Dos horas después de la reunión del SIS, a mediodía, el comandante Alistair Denniston, jefe de servicio de Bletchley Park, recibió en su despacho a Philip Riggulsford, el enviado del SIS. Al otro lado de la ventana, en el césped que rodeaba la mansión, los miembros más jóvenes de la colonia aprovechaban el descanso del almuerzo para jugar
rounders,
una especie de béisbol.
—El mensaje se nos resiste —admitió Denniston, yendo directamente al grano—. ¿Están ustedes seguros de que contiene algo, de que no es una tomadura de pelo?
Riggulsford se encogió de hombros.
—Llegó en circunstancias un tanto insólitas, pero no tenemos manera de saber si es auténtico. Por eso queremos descifrarlo.
Denniston abrió una puerta lateral y mostró a Riggulsford el antiguo gabinete de fumadores de la mansión, una sala de considerables proporciones. Los paisajes japoneses de la decoración original estaban completamente cubiertos con tablones de madera de los que pendían racimos de cintas de papel con minuciosas cifras.
—Éstos son los mensajes interceptados, todavía sin descifrar, que van remitiendo las distintas salas de Bletchley. Llegan constantemente, a cientos, todos con la categoría de «Muy Urgente». El suyo ha pasado por los barracones 8, 3 y 4, le han aplicado distintas técnicas y no han conseguido descifrarlo. Sospechamos que sea un galimatías sin sentido, quizá una nueva estrategia alemana para confundirnos. Tenga en cuenta que nuestros descifradores trabajan contrarreloj. Los alemanes usan una máquina codificadora llamada Enigma cuyas claves cambian diariamente. Esto nos obliga a averiguar la clave del día antes de comenzar a descifrar sus mensajes, lo que, a veces, lleva horas. Mientras tanto, la guerra continúa y nuestras fuerzas no pueden prever los ataques, ni los bombardeos, ni los movimientos de tropas, ni las órdenes que reciben los submarinos. Cada minuto es precioso. No tenemos tiempo para acertijos. La clave de este mensaje es desconocida, son ángulos y puntos que incluso sometidos a identificaciones alfabéticas sólo conducen a un galimatías absurdo.
—¿Lo ha visto Turing?
Denniston se sobresaltó.
—¿Quién le ha hablado de Turing?
—Comandante, le recuerdo que pertenezco al SIS —dijo Riggulsford con una amable sonrisa—. Nuestro oficio consiste en estar informados. Por eso sabemos que en alguna parte de esta casa guarda a un verdadero mago de los códigos secretos llamado Alan Turing, un tipo que cuando estaba en la escuela primaria derrotaba a profesores de universidad en certámenes matemáticos.

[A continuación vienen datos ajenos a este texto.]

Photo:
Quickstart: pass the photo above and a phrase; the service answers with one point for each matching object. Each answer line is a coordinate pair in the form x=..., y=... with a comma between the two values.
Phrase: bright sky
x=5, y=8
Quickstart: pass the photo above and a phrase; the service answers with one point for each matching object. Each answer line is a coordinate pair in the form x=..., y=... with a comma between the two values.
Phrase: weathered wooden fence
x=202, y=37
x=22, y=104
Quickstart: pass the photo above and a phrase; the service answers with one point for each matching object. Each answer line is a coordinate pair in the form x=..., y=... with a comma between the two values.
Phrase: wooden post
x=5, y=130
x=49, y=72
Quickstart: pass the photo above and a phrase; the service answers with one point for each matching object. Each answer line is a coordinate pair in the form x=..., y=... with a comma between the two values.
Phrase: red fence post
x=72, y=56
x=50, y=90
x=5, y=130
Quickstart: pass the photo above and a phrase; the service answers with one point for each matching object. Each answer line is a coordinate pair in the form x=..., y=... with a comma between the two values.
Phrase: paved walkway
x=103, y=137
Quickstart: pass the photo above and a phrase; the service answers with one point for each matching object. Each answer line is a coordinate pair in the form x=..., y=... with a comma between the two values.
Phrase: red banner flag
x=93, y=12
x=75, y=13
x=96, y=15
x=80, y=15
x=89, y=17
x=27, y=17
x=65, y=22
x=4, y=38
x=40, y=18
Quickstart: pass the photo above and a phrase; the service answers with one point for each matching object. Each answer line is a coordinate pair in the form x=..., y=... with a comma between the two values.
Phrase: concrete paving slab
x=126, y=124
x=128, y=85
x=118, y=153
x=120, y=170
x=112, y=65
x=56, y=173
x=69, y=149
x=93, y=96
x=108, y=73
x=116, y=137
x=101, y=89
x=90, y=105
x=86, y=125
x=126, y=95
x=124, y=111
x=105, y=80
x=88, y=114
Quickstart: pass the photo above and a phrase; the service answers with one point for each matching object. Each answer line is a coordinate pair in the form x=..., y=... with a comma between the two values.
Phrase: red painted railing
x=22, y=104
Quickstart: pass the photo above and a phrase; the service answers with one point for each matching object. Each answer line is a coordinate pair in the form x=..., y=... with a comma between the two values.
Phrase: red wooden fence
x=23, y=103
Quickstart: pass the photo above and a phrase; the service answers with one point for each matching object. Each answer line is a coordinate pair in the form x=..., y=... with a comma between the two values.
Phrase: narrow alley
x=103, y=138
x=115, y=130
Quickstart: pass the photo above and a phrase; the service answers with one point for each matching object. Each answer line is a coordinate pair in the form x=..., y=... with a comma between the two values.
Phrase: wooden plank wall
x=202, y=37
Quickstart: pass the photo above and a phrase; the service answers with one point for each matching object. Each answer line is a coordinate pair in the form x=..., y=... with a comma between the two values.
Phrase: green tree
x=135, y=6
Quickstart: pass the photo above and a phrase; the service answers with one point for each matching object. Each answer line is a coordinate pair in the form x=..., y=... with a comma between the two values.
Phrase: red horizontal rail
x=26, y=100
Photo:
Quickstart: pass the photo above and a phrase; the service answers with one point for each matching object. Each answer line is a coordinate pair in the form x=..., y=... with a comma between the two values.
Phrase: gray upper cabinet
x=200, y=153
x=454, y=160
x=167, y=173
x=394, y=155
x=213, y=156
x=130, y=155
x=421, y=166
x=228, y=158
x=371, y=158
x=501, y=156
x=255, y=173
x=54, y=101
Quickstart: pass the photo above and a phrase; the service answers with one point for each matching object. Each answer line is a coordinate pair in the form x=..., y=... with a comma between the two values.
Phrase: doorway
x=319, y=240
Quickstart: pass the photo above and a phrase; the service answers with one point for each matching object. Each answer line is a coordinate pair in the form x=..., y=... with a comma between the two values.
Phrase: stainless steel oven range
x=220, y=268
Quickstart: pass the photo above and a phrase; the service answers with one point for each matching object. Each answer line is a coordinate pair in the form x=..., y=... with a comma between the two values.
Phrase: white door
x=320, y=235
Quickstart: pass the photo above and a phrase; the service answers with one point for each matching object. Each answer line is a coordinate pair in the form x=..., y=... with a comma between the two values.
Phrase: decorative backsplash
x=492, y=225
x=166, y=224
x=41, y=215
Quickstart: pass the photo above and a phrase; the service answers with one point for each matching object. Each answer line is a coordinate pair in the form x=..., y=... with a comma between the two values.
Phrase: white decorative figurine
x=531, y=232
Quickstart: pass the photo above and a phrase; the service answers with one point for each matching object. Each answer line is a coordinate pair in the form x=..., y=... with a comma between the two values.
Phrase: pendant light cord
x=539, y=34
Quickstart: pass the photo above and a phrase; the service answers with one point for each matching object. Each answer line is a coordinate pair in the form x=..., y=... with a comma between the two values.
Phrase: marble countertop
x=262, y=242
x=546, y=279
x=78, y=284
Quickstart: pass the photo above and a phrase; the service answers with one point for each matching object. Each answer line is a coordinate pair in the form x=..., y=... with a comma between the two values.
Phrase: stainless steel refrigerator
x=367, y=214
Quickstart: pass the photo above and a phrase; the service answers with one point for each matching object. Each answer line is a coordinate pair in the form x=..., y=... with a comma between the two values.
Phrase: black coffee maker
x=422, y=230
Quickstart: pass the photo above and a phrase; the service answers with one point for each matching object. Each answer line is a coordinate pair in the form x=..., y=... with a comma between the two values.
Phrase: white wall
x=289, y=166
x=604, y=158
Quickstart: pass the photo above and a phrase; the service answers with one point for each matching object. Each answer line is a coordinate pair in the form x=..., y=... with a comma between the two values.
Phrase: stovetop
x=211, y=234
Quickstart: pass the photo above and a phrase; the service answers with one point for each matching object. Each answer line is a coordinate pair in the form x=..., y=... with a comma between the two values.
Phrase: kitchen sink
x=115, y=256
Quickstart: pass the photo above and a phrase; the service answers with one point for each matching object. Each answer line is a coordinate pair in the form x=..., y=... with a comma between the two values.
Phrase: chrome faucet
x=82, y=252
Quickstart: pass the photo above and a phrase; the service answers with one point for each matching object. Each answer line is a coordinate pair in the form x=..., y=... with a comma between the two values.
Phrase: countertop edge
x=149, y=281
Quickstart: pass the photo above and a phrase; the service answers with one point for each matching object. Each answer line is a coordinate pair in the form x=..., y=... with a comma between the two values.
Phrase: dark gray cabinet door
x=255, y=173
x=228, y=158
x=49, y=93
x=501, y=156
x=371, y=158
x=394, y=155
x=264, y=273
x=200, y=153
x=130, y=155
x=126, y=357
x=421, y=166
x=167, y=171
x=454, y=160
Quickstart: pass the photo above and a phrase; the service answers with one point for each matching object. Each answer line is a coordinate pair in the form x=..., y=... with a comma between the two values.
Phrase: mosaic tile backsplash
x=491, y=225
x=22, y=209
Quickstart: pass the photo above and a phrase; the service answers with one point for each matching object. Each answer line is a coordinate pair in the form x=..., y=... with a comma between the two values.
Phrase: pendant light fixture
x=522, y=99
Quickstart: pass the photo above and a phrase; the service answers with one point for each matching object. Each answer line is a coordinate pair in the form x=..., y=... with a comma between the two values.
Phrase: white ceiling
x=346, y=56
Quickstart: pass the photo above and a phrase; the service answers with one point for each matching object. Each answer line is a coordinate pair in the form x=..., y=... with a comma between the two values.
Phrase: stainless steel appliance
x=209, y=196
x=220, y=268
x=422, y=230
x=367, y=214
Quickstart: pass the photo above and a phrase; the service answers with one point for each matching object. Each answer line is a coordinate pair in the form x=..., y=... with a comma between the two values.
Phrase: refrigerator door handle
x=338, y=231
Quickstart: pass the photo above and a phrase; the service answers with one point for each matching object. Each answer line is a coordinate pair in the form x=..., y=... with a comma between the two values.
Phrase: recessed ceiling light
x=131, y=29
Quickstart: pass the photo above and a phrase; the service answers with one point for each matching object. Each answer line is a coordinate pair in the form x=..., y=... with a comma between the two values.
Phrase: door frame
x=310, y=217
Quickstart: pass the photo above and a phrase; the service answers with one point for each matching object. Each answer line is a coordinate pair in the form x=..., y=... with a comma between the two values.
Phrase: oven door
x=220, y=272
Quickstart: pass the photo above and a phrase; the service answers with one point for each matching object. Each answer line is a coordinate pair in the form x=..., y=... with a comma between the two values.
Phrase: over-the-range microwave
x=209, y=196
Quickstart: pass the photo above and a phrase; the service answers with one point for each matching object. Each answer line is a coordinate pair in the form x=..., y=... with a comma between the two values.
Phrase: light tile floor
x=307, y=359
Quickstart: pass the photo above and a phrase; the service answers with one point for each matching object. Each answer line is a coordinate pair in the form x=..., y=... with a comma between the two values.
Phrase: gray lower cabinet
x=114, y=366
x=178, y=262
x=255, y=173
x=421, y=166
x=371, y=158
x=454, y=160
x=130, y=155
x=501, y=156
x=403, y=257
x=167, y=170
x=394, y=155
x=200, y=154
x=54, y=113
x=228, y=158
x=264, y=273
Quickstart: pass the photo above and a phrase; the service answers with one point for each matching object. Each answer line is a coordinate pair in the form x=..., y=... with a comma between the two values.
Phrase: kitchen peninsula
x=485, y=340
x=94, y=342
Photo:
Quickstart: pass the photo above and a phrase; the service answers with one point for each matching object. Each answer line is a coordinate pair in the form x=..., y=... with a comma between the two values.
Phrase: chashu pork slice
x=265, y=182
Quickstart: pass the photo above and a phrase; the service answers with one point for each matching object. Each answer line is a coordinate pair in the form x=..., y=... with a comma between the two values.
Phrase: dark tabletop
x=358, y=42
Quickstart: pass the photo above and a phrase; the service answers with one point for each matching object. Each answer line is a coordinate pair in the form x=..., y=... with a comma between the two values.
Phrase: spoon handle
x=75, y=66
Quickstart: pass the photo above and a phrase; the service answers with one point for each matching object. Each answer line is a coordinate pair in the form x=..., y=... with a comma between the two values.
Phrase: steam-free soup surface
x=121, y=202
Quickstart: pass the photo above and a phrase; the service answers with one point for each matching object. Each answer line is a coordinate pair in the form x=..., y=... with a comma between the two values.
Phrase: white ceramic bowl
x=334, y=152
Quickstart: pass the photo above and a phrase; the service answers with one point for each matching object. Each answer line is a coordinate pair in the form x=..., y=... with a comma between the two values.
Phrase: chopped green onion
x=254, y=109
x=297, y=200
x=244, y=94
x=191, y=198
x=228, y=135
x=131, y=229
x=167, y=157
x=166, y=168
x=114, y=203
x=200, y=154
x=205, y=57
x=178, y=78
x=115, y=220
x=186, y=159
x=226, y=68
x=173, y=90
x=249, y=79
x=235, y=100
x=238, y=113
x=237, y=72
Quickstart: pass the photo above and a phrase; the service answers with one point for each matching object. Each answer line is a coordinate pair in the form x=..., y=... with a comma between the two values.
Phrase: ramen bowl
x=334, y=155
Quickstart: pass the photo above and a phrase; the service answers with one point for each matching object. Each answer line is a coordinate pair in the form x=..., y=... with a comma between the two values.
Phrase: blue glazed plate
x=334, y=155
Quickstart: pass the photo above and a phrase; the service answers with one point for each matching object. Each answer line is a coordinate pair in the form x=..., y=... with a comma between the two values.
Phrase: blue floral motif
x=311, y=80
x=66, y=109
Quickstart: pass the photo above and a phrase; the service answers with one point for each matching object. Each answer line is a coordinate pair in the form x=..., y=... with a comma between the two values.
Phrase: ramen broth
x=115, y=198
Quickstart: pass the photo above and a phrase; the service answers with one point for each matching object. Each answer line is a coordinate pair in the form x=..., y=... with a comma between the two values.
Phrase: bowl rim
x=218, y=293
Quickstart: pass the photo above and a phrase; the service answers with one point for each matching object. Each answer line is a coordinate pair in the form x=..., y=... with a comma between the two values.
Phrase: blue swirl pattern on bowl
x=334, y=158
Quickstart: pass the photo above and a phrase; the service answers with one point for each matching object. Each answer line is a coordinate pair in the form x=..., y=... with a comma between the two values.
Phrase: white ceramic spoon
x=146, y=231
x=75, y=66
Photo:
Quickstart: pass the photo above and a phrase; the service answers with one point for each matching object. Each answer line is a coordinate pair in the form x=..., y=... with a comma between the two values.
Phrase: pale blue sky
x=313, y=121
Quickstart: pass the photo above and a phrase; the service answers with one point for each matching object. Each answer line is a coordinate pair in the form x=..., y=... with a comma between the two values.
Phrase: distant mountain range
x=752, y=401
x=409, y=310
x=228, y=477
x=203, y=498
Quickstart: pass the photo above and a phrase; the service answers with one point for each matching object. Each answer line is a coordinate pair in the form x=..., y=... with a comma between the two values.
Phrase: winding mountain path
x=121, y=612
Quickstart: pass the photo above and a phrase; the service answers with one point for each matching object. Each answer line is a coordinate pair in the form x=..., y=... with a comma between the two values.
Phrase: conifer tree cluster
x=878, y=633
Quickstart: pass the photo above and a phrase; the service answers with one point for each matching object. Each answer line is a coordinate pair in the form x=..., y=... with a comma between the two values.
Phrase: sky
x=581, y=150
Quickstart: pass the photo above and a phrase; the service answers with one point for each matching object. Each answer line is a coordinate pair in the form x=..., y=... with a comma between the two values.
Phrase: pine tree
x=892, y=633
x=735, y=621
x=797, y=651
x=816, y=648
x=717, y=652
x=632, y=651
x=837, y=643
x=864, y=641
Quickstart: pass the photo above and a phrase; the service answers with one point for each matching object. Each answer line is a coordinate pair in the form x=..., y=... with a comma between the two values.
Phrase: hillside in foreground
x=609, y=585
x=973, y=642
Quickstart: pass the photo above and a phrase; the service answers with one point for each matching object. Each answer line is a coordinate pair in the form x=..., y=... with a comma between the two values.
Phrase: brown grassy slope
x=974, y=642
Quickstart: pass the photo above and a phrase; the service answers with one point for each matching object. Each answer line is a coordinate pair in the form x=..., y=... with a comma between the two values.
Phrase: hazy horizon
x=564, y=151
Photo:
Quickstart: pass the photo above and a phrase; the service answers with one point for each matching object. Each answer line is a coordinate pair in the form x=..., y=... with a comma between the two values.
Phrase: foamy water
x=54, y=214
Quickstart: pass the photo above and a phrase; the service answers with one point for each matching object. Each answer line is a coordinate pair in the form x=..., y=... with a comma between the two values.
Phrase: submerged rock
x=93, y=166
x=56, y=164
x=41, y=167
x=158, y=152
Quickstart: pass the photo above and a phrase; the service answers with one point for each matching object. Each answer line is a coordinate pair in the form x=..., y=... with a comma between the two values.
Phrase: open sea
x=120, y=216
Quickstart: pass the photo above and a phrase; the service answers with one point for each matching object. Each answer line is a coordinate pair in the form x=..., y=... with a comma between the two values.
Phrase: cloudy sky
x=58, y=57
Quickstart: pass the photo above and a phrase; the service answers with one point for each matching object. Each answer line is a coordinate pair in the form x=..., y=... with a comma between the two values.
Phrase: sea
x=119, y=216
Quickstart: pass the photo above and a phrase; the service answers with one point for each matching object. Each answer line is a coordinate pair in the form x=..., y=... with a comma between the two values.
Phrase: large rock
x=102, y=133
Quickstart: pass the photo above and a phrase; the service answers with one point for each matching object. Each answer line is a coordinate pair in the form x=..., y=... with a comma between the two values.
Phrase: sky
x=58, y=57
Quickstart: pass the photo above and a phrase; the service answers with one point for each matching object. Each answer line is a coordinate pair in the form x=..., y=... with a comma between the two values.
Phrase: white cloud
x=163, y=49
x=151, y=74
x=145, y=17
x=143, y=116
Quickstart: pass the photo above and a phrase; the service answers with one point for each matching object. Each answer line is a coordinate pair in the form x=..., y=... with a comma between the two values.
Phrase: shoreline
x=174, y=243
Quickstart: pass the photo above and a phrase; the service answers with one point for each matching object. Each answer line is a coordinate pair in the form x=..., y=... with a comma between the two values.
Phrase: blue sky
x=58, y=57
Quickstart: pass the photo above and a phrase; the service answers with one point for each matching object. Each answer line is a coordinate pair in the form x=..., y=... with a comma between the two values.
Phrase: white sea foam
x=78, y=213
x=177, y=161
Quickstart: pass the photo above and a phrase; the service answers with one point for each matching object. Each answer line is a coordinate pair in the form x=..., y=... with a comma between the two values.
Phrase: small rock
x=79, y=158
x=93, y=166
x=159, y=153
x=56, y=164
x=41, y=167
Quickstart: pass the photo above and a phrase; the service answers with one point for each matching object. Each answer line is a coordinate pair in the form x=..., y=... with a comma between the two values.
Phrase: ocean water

—Turing no está disponible —informó secamente Denniston—. Nuestro mejor criptoanalista trabaja para descifrar las claves de la armada alemana que utilizan un codificador especialmente complejo. No puedo distraerlo ni un minuto para atender esta tontería.
—Me temo que tendrá que hacer una excepción —repuso Riggulsford—. ¿Me permite usar su teléfono?
Denniston, hostil, le señaló el aparato con un gesto. Riggulsford solicitó a la centralita que lo comunicaran con una línea prioritaria de las Salas Subterráneas de la Guerra, en Londres. Un minuto después tenía al otro lado de la línea a sir Hastings Ismay, jefe del Estado Mayor de Churchill, y le pasaba el teléfono a Denniston.
—¿Comandante Denniston?
—Al aparato.
—Soy el coronel Ismay. El desciframiento de ese mensaje constituye una prioridad absoluta. Le ordeno que ponga inmediatamente en ello a ese criptógrafo infalible que tienen ahí. Lo necesito para hoy.
—A sus órdenes, señor.
Había poco que discutir. Denniston pulsó un intercomunicador y ordenó: «Fletcher, tráigame al señor Alan Turing.»
Se hizo un silencio desagradable. La cordialidad entre los dos hombres había desaparecido. Por fortuna, antes de un minuto sonaron unos golpes en la puerta y apareció un gordito pálido, de ojos lánguidos, con una chaqueta de
tweed
demasiado ancha y corbata de pajarita.
—¿Crees que podrías descifrar esto, Alan? —dijo Denniston, tendiéndole el folio—. Ya lo han intentado en las barracas, infructuosamente.
Alan Turing sonrió, tomó el mensaje, se sentó y se enfrascó en su estudio. «Moja la manzana en la poción —canturreó—, que la muerte durmiente penetre en la poción.»
—¿Eso dice? —se extrañó el agente del SIS.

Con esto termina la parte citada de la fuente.